Не в пример Тимми Тони отличался хрупким сложением. У него был орлиный нос и бездна обаяния. Он глянул Мег в глаза, будто в душу, и проникся к ней симпатией. Минуя плоть, заглянул в разум, воздал ему должное и как-то сразу успокоил Мег. Она вдруг поняла, что никогда не чувствовала себя так спокойно с Тимми, и удивилась — почему?
— Вижу, Зелда в дурном расположении духа, — сказал Тони. — Надеюсь, она не наводила на вас тоску? Пацифистки у базы вызывают всяческое сочувствие, но, впрочем, да, их сбили с толку: ядерное оружие — средство устрашения, оно предотвращает войну, а не разжигает; но я бы не взял на себя смелость утверждать, что они сбиты с толку русскими. Я не из тех, кто кричит: «Опасно, под кроватью красный!» Этим женщинам не откажешь в мужестве, разумности, независимости взглядов. У нас другая точка зрения, потому что нам известно больше, чем им. В нашем распоряжении больше фактов.
— Адмиралтейство и наняло тебя, чтобы ты вещал прописные истины, — сказала Зелда. — Кому хочешь зубы заговоришь. Лучше положи себе салату. Ты не находишь, что Мег очаровательна?
— Нахожу. Послушай, Зелда, а что, если я пойду на кухню и сооружу всем нам спагетти по-болонски? Не люблю салаты.
— Я все ждала, когда ты это скажешь. А где что лежит, ты и сам знаешь.
Тони поднялся, и Томпсон зарычал. Как странно, подумала Мег. Если Томпсон чем и грешен, так скорей настырной приветливостью, но уж никак не злостью.
После ужина Тони сказал, что отвезет Мег домой; велосипед можно закрепить на крыше машины.
— Я и сама спокойно доеду, — возразила Мег.
— Боже упаси, конечно нет, — сказал он. — Вас еще изнасилует какая-нибудь пацифистка. Век себе этого не прощу. Я глубоко порядочный человек, верно, Зелда? Ну подтверди, что я глубоко порядочен.
Зелда тотчас подтвердила. Мег поддалась на уговоры, радуясь в душе, что не придется долго пилить на велосипеде в гору, что в белой машине Тони ей будет тепло и уютно, и с невольной досадой подумала о благах, которые можно купить за деньги.

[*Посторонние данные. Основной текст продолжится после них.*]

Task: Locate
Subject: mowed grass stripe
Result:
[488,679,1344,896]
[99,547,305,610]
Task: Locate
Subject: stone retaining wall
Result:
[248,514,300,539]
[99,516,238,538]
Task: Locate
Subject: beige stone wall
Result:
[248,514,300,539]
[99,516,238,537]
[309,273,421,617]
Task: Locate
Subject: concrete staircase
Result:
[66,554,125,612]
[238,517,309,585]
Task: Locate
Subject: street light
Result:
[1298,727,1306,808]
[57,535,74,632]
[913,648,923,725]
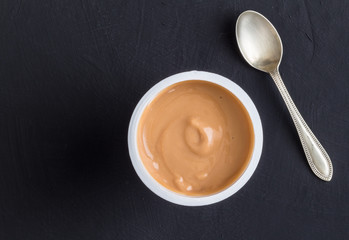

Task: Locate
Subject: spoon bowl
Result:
[236,10,283,73]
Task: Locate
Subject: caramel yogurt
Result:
[137,80,254,196]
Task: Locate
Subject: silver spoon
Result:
[236,10,333,181]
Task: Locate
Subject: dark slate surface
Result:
[0,0,349,240]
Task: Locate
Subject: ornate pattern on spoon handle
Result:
[270,70,333,181]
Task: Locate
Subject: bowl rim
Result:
[128,71,263,206]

Они миновали палаточный городок, где пацифистки расположились на ночь.
— Всем приходится зарабатывать на жизнь, — грустно заметила Мег. — Совершенно безобидных занятий не существует. А что, если бы Тимми продавал оружие? Все же они и на самом деле вредные, эти пацифистки.
— Да, они живут за счет государства, их содержит несчастный налогоплательщик.
И Тони двулик, совсем как Тимми, подумала Мег. Стоит ему забыться, с него тут же слетает обычная всепрощающая любезность и обнаруживается нетерпимость и даже резкая неприязнь — к длинноволосым левакам, трескучим феминисткам, чокнутым противникам охоты и прочим инакомыслящим. Мег тоже испытывала к ним неприязнь, но совсем иного рода. Ей хотелось бы изменить образ мыслей этих людей, а не стереть их с лица земли. Неужели все мужчины такие? Притворяются цивилизованными, а в душе жаждут побыстрее решить все проблемы раз и навсегда? Что это — трагическая склонность к разрушению?
Ей привиделся мир после Армагеддона: ракеты летят из разорванных в клочья облаков над взбаламученными морями, горы, черные, отравленные радиацией, — словом, ночной кошмар. Подобные кошмары снились ей и до встречи с Тимми. Она думала, что они — символическое отражение ее внутреннего состояния, ее собственного страха перед внезапными страшными событиями. Такими, как смерть отца. Внезапный страшный конец света. Но если всем видится конец света, разве это не опасно? А вдруг предчувствие сбудется? Не лучше ли обратить мысли к доброму, чистому, вселяющему надежду? Признавая дьявола, ты сама создаешь его. Мег в это свято верила. Наверное, поэтому пацифистки вызывали у нее досаду: они приближали Армагеддон, а не предотвращали его. Наверное, она и вправду беременна. Но как можно родить ребенка в таком мире? И опять же — как можно не родить? Надо утверждать свою веру в будущее — утверждать, утверждать, утверждать.